Wzrost kosztów mleka, masła oraz kakao, w połączeniu z trudnymi warunkami stawianymi przez sieci sklepów, oznacza gorsze środowisko dla producentów czekoladowych słodyczy. Świadczą o tym m.in. półroczne rezultaty ZPC Otmuchowa czy Wawelu. Rynek w następnych latach powinien jednak rosnąć.
Surowce mocno w górę
Wzrost cen wspomnianych składników do produkcji sięga 80 proc. w skali roku. – Podwyżki występują w większości obszarów istotnych z naszej perspektywy: średnie ceny mleka wzrosły w ciągu ostatniego roku o ponad 50 proc., masła w blokach o 80 proc., a mleka w proszku – o 65 proc. Kolejnym z czynników kosztowych charakterystycznych dla branży, który negatywnie nas zaskoczył, jest cena jaj. W ciągu ostatniego roku w UE wzrosła ona o ponad 50 proc. – wskazuje Aleksandra Kusz vel Sobczuk, odpowiadająca za komunikację w Wedlu.

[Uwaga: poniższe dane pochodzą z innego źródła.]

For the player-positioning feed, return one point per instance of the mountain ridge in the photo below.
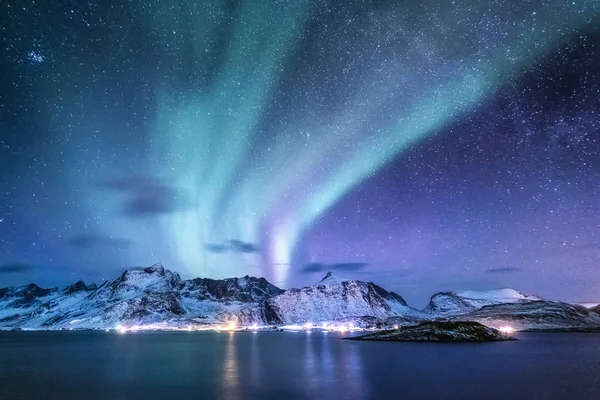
(155, 297)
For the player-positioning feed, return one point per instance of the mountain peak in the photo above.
(331, 278)
(158, 267)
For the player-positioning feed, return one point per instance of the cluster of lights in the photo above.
(506, 329)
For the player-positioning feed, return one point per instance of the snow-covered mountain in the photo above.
(541, 314)
(457, 303)
(159, 297)
(155, 297)
(334, 298)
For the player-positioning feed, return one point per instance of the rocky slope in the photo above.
(458, 303)
(334, 298)
(431, 331)
(155, 297)
(536, 315)
(158, 297)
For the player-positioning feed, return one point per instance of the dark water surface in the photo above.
(287, 366)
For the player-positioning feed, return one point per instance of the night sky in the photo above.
(425, 146)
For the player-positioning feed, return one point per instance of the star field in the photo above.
(426, 146)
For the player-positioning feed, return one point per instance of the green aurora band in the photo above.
(271, 193)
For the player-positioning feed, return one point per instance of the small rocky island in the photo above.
(440, 331)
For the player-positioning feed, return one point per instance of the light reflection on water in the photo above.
(230, 373)
(292, 366)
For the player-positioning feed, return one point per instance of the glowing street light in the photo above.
(506, 329)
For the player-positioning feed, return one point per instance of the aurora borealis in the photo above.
(429, 146)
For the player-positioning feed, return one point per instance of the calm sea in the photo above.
(283, 365)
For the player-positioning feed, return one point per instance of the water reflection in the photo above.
(230, 373)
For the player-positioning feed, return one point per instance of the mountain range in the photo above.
(156, 298)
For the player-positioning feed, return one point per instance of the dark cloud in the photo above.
(147, 196)
(322, 267)
(15, 268)
(91, 240)
(232, 246)
(238, 246)
(505, 270)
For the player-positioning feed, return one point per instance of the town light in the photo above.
(506, 329)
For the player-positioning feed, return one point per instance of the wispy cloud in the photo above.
(232, 246)
(323, 267)
(147, 196)
(505, 270)
(15, 268)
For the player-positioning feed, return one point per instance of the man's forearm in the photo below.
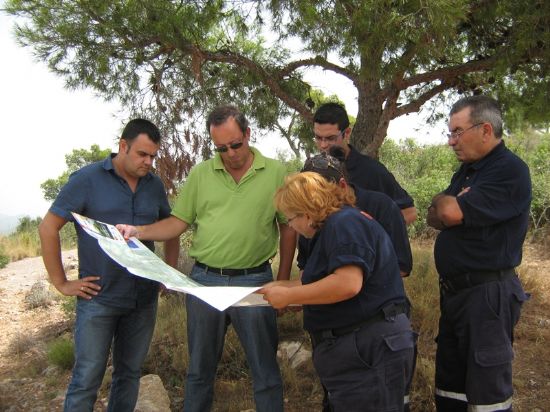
(171, 251)
(163, 230)
(51, 249)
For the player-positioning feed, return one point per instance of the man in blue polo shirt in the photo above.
(113, 307)
(331, 128)
(483, 217)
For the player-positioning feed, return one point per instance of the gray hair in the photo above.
(221, 114)
(483, 109)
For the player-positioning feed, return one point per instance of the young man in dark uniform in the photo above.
(378, 205)
(483, 217)
(331, 128)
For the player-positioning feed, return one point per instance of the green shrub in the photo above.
(61, 352)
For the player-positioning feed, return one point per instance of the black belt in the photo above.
(468, 280)
(235, 272)
(388, 313)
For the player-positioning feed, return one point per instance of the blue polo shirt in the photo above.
(96, 191)
(496, 215)
(368, 173)
(384, 211)
(348, 237)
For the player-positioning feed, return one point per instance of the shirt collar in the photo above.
(109, 166)
(258, 163)
(497, 150)
(354, 157)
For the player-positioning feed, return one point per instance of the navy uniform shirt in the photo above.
(348, 237)
(496, 214)
(368, 173)
(96, 191)
(384, 211)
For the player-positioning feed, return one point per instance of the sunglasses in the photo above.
(225, 147)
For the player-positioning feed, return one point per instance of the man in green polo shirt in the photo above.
(230, 200)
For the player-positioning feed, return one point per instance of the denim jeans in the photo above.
(256, 328)
(97, 326)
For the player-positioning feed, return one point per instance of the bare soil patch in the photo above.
(28, 383)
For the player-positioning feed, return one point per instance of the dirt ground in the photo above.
(27, 383)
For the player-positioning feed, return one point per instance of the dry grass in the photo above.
(39, 296)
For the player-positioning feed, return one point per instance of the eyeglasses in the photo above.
(329, 139)
(322, 162)
(224, 148)
(457, 134)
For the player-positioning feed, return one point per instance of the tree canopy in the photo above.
(174, 60)
(74, 161)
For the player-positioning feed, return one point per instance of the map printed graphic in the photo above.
(140, 261)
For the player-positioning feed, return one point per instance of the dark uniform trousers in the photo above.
(368, 369)
(474, 346)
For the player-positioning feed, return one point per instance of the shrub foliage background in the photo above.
(424, 170)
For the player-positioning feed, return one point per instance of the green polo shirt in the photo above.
(236, 223)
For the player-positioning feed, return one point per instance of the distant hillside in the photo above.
(8, 223)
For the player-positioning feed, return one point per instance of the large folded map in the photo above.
(140, 261)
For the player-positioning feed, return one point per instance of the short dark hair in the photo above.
(136, 127)
(330, 167)
(221, 114)
(332, 113)
(483, 109)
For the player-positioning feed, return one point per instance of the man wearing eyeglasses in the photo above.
(331, 128)
(229, 198)
(483, 217)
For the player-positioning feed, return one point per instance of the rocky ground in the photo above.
(27, 383)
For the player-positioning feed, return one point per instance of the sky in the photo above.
(42, 121)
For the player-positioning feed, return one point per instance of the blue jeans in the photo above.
(256, 328)
(97, 326)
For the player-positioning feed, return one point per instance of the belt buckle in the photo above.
(446, 286)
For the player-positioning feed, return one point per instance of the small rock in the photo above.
(152, 395)
(294, 352)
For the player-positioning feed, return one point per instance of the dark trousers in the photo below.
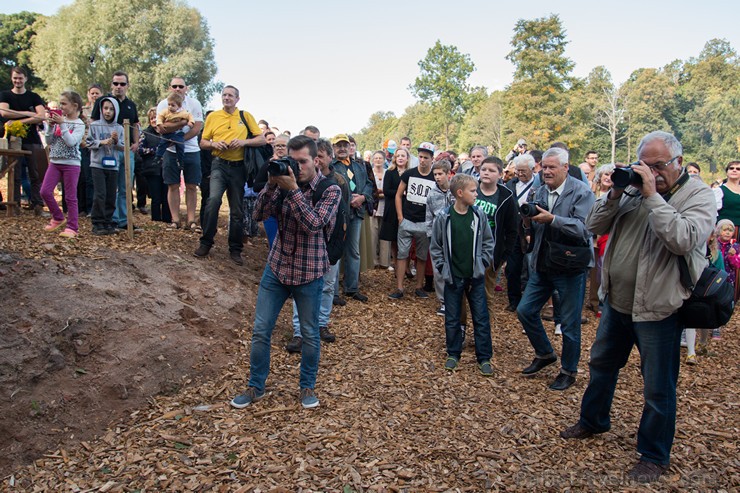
(142, 189)
(229, 177)
(158, 192)
(105, 186)
(84, 185)
(515, 267)
(205, 192)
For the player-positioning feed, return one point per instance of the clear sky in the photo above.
(333, 63)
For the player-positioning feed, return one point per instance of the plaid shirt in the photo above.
(298, 254)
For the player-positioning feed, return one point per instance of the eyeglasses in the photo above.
(660, 166)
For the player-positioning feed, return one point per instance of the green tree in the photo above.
(484, 125)
(538, 103)
(151, 40)
(16, 33)
(381, 125)
(709, 96)
(443, 83)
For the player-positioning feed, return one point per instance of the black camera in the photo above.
(529, 209)
(280, 167)
(621, 177)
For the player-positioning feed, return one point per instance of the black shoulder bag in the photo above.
(255, 158)
(712, 299)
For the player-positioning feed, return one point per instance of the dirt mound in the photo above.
(89, 333)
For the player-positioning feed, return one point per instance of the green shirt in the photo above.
(461, 231)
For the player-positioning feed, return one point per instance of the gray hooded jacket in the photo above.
(103, 156)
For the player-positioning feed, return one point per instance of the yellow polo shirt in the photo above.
(221, 126)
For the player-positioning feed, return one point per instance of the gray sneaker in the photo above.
(309, 399)
(249, 396)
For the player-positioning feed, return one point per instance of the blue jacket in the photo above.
(441, 248)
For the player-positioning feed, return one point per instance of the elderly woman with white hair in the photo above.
(603, 179)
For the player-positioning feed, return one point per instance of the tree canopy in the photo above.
(443, 83)
(16, 33)
(696, 99)
(151, 40)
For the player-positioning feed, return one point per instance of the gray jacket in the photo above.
(680, 226)
(570, 211)
(441, 249)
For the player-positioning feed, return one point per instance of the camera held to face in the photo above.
(279, 167)
(529, 209)
(621, 177)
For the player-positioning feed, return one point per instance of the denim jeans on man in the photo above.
(121, 212)
(327, 297)
(229, 177)
(271, 297)
(659, 346)
(475, 291)
(539, 288)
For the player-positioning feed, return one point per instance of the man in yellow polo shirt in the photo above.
(225, 135)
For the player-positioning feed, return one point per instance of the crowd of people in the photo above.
(453, 224)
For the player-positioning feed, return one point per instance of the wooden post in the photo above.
(127, 170)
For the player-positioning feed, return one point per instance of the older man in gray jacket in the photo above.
(562, 251)
(663, 216)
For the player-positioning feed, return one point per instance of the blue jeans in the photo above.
(659, 346)
(120, 215)
(327, 296)
(539, 288)
(351, 257)
(475, 291)
(229, 177)
(271, 297)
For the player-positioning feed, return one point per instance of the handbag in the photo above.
(255, 158)
(567, 259)
(712, 299)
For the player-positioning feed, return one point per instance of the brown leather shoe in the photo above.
(647, 472)
(576, 432)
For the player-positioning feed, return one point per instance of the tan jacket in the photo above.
(680, 226)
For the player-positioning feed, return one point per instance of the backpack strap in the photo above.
(249, 132)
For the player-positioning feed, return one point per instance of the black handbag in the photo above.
(712, 298)
(255, 158)
(567, 259)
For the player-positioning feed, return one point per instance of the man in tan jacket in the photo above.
(660, 216)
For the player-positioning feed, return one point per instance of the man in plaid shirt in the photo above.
(295, 267)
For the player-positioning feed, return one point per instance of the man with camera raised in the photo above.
(225, 135)
(296, 264)
(561, 252)
(654, 214)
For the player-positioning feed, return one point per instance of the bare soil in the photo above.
(118, 360)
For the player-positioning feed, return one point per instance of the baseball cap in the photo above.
(339, 138)
(426, 146)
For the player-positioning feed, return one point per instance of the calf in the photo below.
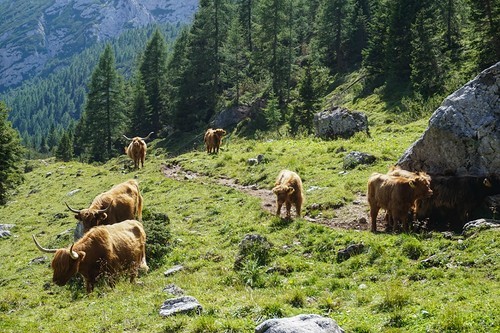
(104, 251)
(397, 195)
(454, 200)
(288, 190)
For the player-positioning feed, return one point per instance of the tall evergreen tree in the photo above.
(11, 153)
(486, 21)
(153, 75)
(104, 112)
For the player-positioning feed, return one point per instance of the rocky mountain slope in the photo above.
(39, 36)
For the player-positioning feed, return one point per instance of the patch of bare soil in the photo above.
(353, 216)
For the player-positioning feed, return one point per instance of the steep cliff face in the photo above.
(32, 34)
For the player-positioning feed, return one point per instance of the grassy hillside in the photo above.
(387, 288)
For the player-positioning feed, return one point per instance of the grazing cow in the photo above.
(454, 200)
(397, 195)
(104, 251)
(213, 139)
(122, 202)
(288, 190)
(136, 150)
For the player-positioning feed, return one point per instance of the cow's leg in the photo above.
(373, 214)
(279, 208)
(288, 208)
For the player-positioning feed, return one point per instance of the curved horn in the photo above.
(72, 209)
(42, 248)
(72, 253)
(147, 136)
(105, 209)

Wspomniany skok kosztów spowodował, że firma zdecydowała się na podwyższenie jesienią cen produktów średnio o 20 proc. – To nasza pierwsza podwyżka w 2022 r., która nie skompensuje w pełni obecnych podwyżek kosztów produkcji, ale pozwoli na zachowanie ciągłości działania oraz utrzymanie jakości – dodała Kusz vel Sobczuk. Podwyżki cen ogłosił jeszcze w lipcu Wawel, który jednak nie odpowiedział na pytania redakcji dotyczące aktualnej sytuacji w spółce.
Choć negocjacje z sieciami handlowymi mogą być bardzo trudne, to problemy związane ze wzrostem kosztów dotyczą całej branży, więc sieciom trudno będzie o znalezienie tańszej alternatywy.